O governo também fica impedido de criar qualquer despesa obrigatória ou reajustar qualquer gasto desta natureza em percentual acima da inflação, expandir linhas de financiamento, conceder ou ampliar incentivo ou benefício de natureza tributária e criar ou majorar auxílios, vantagens, bônus, abonos, verbas de representação ou benefícios de qualquer natureza, inclusive os de cunho indenizatório em favor de membros de Poder e servidores.

Caso seja o segundo ano de descumprimento da meta fiscal, somam-se às restrições impostas pela regra a proibição de realização de concurso público, exceto para as reposições de vacâncias, e a vedação para a concessão, a qualquer título, de vantagem, aumento, reajuste ou adequação de remuneração de membros de Poder ou de órgão, de servidores e empregados públicos e de militares, exceto dos derivados de sentença judicial transitada em julgado ou de determinação legal anterior à regra.

Do lado fiscal, toda vez que o resultado primário ficar abaixo da faixa mínima da banda de tolerância da meta estabelecida, o governo só poderá ampliar os gastos de um exercício para o outro à razão de 50% do crescimento de despesas no ano anterior, descontada a inflação e respeitando o mínimo de 0,6% e o máximo de 2,5% reais.

Caso não altere a meta de zerar o déficit primário em 2024 ao longo da tramitação do PLDO no Congresso Nacional, como têm defendido integrantes do próprio Palácio do Planalto, o governo dependerá de medidas adicionais de incremento de receitas, que serão encaminhadas nesta quinta-feira (31) ao parlamento juntamente com a lei orçamentária.

Novo pacote de receitas

Barômetro do Poder capturou um ceticismo dos analistas políticos quanto à capacidade de o governo Lula conseguir aprovar no Congresso Nacional as mudanças nas regras de tributação dos fundos exclusivos e das “offshores” ainda em 2023. Como boa parte das medidas apontadas envolve a cobrança de Imposto de Renda, é preciso cumprir o princípio da anterioridade ‒ ou seja, para valerem no ano que vem, as medidas precisam ser aprovadas por deputados e senadores até 31 de dezembro.
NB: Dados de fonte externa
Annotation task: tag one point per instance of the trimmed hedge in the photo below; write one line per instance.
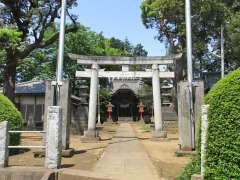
(8, 112)
(223, 139)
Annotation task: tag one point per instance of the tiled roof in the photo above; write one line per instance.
(30, 87)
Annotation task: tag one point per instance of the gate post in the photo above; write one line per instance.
(4, 141)
(158, 133)
(91, 133)
(53, 137)
(65, 103)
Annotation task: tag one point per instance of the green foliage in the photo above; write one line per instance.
(168, 18)
(223, 139)
(8, 112)
(9, 37)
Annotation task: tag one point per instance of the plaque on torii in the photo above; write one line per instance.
(141, 110)
(109, 111)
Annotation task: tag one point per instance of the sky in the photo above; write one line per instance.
(120, 19)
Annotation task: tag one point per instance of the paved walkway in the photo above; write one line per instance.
(125, 158)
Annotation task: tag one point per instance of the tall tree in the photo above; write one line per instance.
(30, 19)
(168, 17)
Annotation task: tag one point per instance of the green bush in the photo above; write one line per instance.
(8, 112)
(223, 139)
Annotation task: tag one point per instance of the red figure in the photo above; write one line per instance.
(109, 110)
(141, 110)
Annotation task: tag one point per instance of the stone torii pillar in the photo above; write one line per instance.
(91, 133)
(158, 133)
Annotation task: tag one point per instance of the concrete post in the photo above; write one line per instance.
(4, 141)
(198, 101)
(53, 137)
(184, 125)
(204, 127)
(158, 133)
(91, 131)
(65, 103)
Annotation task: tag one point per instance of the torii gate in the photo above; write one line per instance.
(95, 73)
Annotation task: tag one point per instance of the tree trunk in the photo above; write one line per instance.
(10, 79)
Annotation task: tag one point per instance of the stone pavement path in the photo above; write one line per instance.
(125, 158)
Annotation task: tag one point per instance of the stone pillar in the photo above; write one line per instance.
(204, 126)
(158, 133)
(198, 101)
(184, 124)
(53, 137)
(65, 103)
(91, 131)
(4, 141)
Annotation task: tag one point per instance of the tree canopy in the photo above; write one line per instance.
(25, 24)
(168, 17)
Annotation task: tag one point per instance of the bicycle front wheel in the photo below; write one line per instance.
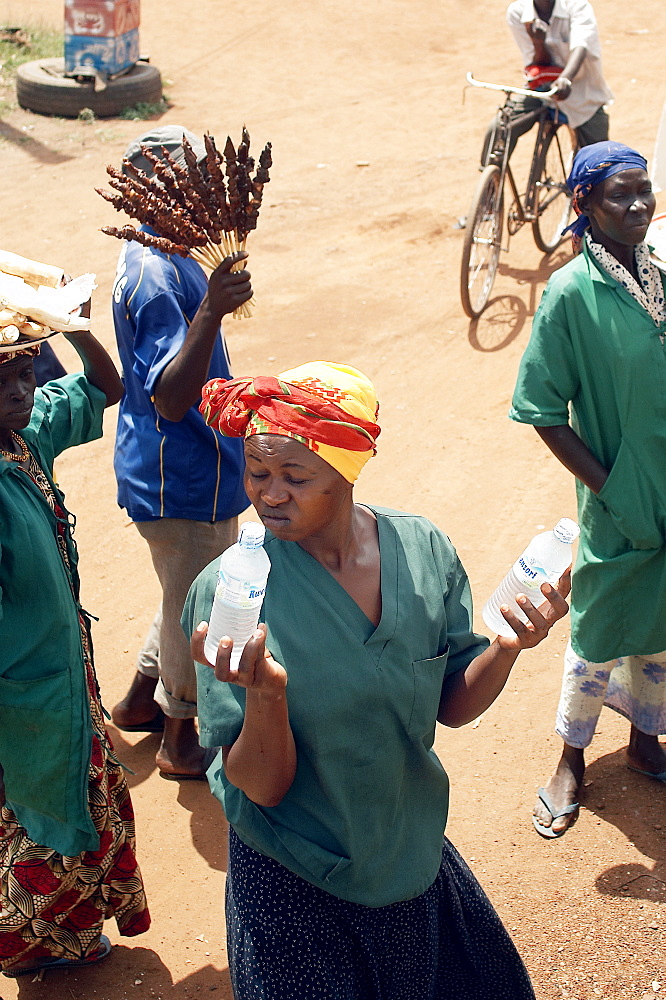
(483, 240)
(553, 200)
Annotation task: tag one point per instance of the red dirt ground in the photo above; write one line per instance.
(357, 259)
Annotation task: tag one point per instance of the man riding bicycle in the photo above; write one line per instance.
(559, 43)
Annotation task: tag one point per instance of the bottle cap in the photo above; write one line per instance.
(566, 530)
(251, 535)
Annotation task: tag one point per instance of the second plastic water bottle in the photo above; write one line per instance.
(543, 561)
(239, 594)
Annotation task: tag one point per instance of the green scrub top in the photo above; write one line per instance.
(45, 728)
(597, 359)
(365, 815)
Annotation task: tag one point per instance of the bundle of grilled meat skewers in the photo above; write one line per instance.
(203, 210)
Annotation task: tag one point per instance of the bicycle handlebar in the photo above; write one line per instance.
(545, 96)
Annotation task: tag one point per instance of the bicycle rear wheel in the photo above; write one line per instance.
(553, 199)
(483, 239)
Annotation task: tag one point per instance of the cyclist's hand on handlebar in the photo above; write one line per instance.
(537, 29)
(562, 88)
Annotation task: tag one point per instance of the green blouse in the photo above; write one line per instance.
(597, 359)
(45, 729)
(365, 814)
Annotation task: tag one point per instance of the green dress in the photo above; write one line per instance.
(597, 360)
(365, 815)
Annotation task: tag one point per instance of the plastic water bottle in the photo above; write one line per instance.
(543, 561)
(239, 594)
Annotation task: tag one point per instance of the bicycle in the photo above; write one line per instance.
(546, 203)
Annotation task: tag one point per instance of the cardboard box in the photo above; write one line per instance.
(108, 55)
(101, 18)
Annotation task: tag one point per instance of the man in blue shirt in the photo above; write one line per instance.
(180, 481)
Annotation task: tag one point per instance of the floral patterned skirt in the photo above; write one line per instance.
(634, 686)
(52, 906)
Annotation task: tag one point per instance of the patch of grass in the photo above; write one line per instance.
(29, 43)
(143, 110)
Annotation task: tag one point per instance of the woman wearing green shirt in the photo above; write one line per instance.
(67, 858)
(339, 884)
(592, 382)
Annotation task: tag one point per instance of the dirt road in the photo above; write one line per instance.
(356, 258)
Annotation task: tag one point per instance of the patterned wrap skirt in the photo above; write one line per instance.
(52, 906)
(287, 938)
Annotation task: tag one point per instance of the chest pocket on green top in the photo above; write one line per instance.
(428, 679)
(35, 742)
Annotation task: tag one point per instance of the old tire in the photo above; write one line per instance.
(41, 86)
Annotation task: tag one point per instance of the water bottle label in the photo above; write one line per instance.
(529, 574)
(240, 596)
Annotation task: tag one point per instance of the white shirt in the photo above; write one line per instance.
(572, 24)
No caso dos fundos exclusivos, 30% dos analistas políticos consultados atribuem chances “baixas” ou “muito baixas” de avanço ‒ mesmo percentual dos que veem probabilidade elevada. Outros 40% observam chance “moderada”. Considerando uma escala de 1 a 5, a probabilidade média atribuída pelos analistas consultados para o avanço da matéria ainda neste ano é de 2,90.

Já do lado das “offshores”, 20% veem chances “baixas” ou “muito baixas”, contra 80% que avaliam probabilidade “moderada”. Nenhum especialista acredita que será fácil aprovar o texto, que já chegou a ser enviado anteriormente pelo governo na forma de medida provisória (MPV 1171/2023), mas caducou.

O levantamento também testou as impressões dos especialistas sobre as chances de avanço do fim dos Juros sobre o Capital Próprio (JCP) e a cobrança de imposto sobre a distribuição de lucros e dividendos. No primeiro, apenas 10% veem chances elevadas, enquanto no segundo o grupo soma 20%. Em ambos os céticos são maioria folgada: 40% e 50%, respectivamente.

Quando o prazo para aprovação da tributação sobre lucros e dividendos é ampliado para além de 2023, as percepções negativas caem para 9%, ao passo que a avaliação de chance elevada de aprovação salta para 36%.

Para os especialistas consultados, outras medidas com impactos positivos na arrecadação federal teriam mais facilidade de avançar no parlamento. A primeira delas é a tributação de apostas esportivas, vista com boas chances de aprovação neste ano por todos os entrevistados.

Também aparecem na lista a possibilidade de reabertura de um programa de repatriação de recursos mantidos no exterior e um novo Refis. Nos dois casos, metade dos analistas políticos indicou “boas” chances de avanço no Congresso.

Esta edição do Barômetro do Poder ouviu 8 consultorias políticas – BMJ Consultores Associados; Control Risks; Empower Consultoria; Eurasia Group; Patri Políticas Públicas; Prospectiva Consultoria; Pulso Público; e Tendências Consultoria Integrada – e 3 analistas independentes – Antonio Lavareda (Ipespe); Carlos Melo (Insper); e Thomas Traumann.